Intel Unveils the Tremont Microarchitecture: Going After ST Performance

Front End

The most drastic change in Tremont is not the back-end but rather the front-end. Intel upgraded the branch prediction unit, now considering it close to their big core levels of accuracy. It’s beefier with long target arrays and long histories. Tremont features a multi-level predictor. The first level predictor which is lighter can predict with no bubbles while the second-level predictor adds two cycles of bubbles before switching over. Intel says that this gives them a fairly balanced machine with good throughput on well-predicted tight loops at the L1 PB level and good coverage from the L2 PB.

The branch predictor runs ahead on the 64B cache line, decoupled from the rest of the front-end, scanning 32 bytes at a time (half a line). Predict scans for branches. If a branch is encountered but is not taken, it continues to scan on. If it’s taken, you get the next starting address of the new decode stream – this is important for later on. When a branch is taken, it’s directed to fetch which will do your standard TLB and tag lookups and determine if the data is resident in the L1 cache. If the line is not in the L1 cache, a miss starts. Tremont supports up to eight outstanding misses. Likewise, if the branch is a hit, fetch will direct to retrieve it from the cache to the instruction cache data queue.


Dual-Cluster Out-of-order 3-Way Symmetric Decode

Here is why the discussion about finding new instruction streams was important. Tremont took the whole decode portion of Goldmont Plus and essentially doubled it. In other words, Tremont has a dual-cluster 3-way symmetric decode. Each cluster incorporates its own I$ data queue, 3-way decoder, and an instruction decode queue. The reason is so that each cluster can be given its own instruction stream and operate as if it’s an independent core front end.

Going back to the branch predictor discussed earlier. Suppose a subroutine is called. Cluster 0 will start operating on that instruction stream, decoding instructions and storing them in its instruction decode queue. While this is happening, suppose there is a function call to another subroutine in the instruction stream. The predictor will encounter a predicted taken, determine the new target address of the new instruction stream will be set up on the second cluster to start running in parallel to the first – essentially out of order. The front end will continue to load-balance between the two decode clusters while it detects new branches, allowing predict, fetch, and decode to operate concurrently without one necessarily blocking the other.

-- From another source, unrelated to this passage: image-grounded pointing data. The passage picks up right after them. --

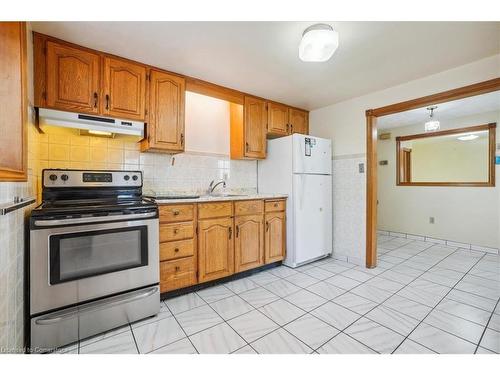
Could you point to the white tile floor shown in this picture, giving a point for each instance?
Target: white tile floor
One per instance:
(422, 298)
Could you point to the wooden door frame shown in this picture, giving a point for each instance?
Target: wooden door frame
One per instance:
(371, 148)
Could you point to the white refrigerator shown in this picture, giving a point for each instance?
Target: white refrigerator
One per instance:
(301, 167)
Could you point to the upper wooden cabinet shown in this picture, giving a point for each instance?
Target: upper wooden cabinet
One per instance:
(124, 89)
(165, 129)
(14, 101)
(277, 120)
(248, 129)
(72, 78)
(299, 121)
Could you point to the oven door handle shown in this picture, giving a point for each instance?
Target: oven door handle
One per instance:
(95, 219)
(96, 306)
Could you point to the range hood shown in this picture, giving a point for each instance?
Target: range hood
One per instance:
(97, 124)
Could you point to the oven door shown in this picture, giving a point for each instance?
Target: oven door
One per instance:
(71, 263)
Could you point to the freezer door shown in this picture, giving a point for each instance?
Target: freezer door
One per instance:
(312, 206)
(312, 155)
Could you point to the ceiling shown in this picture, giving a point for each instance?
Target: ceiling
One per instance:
(457, 108)
(261, 58)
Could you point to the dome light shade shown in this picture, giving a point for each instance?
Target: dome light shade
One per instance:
(319, 43)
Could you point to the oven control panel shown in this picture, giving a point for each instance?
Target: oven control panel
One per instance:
(84, 178)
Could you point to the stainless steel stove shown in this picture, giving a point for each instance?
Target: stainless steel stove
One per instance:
(94, 256)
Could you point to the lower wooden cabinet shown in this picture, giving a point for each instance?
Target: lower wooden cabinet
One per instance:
(215, 249)
(248, 242)
(275, 238)
(176, 274)
(206, 241)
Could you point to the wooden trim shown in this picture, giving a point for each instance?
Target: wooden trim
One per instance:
(14, 174)
(192, 84)
(467, 129)
(371, 157)
(211, 89)
(445, 96)
(491, 127)
(371, 191)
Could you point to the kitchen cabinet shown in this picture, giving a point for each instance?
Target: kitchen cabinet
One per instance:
(248, 129)
(124, 89)
(277, 120)
(73, 78)
(215, 248)
(248, 242)
(275, 237)
(165, 128)
(299, 121)
(13, 96)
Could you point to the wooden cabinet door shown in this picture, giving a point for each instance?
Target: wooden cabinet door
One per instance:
(248, 242)
(299, 121)
(275, 242)
(72, 78)
(166, 112)
(255, 119)
(14, 101)
(124, 89)
(215, 249)
(277, 119)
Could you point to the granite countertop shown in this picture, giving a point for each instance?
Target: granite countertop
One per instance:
(215, 198)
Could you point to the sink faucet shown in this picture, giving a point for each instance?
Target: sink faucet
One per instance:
(212, 187)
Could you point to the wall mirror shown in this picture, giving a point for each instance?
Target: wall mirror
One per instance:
(454, 157)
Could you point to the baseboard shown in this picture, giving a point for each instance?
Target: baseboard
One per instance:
(440, 241)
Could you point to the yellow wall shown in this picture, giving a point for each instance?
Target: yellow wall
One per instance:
(65, 148)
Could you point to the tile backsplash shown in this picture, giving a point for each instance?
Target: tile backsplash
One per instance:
(186, 172)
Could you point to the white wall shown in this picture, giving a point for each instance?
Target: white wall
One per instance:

But what does this buy them? At a high level, Tremont is now a 6-wide decode with a peak decode throughput of six x86 instructions per cycle (for the most part, ignoring some of the really complex stuff that will incur throughput penalties). You can take the standard approach which is to widen the entire front end to something like a 5-wide or even 6 inline decoders but this is quite taxing which is why you’d usually add something like a big micro-op cache to improve the power efficiency by storing decoded instructions. Tremont took a slightly different approach. Like its predecessor, Goldmont Plus, an instruction stream only passes through 3 decoders so it’s essentially the same as before, but by doubling the whole decode cluster, Tremont can operate on two instruction streams simultaneously, significantly improving the front-end throughput without the area requirement.

By the way, Tremont has the option to operate in a single-cluster mode – this is a fused option so it must be done by Intel per-chip per product. What this does is essentially disable one of the clusters entirely so you get a similar front-end to Goldmont Plus (i.e., just a standard 3-way decode). This limits the decode throughput to just three instructions per cycle, limiting the peak throughput of the machine to three. This option makes different performance-power tradeoffs and for some workloads, the lower peak power consumption per core. This mode might be set by Intel for certain products where they believe the per-core power-efficiency tradeoffs are better.


Finally, the decoded results from the decoders are queued up in its own instruction decode queues. Note that while the two streams might be decoding out of order, they are queued up in their own decoded queues in order so they can be picked up in order.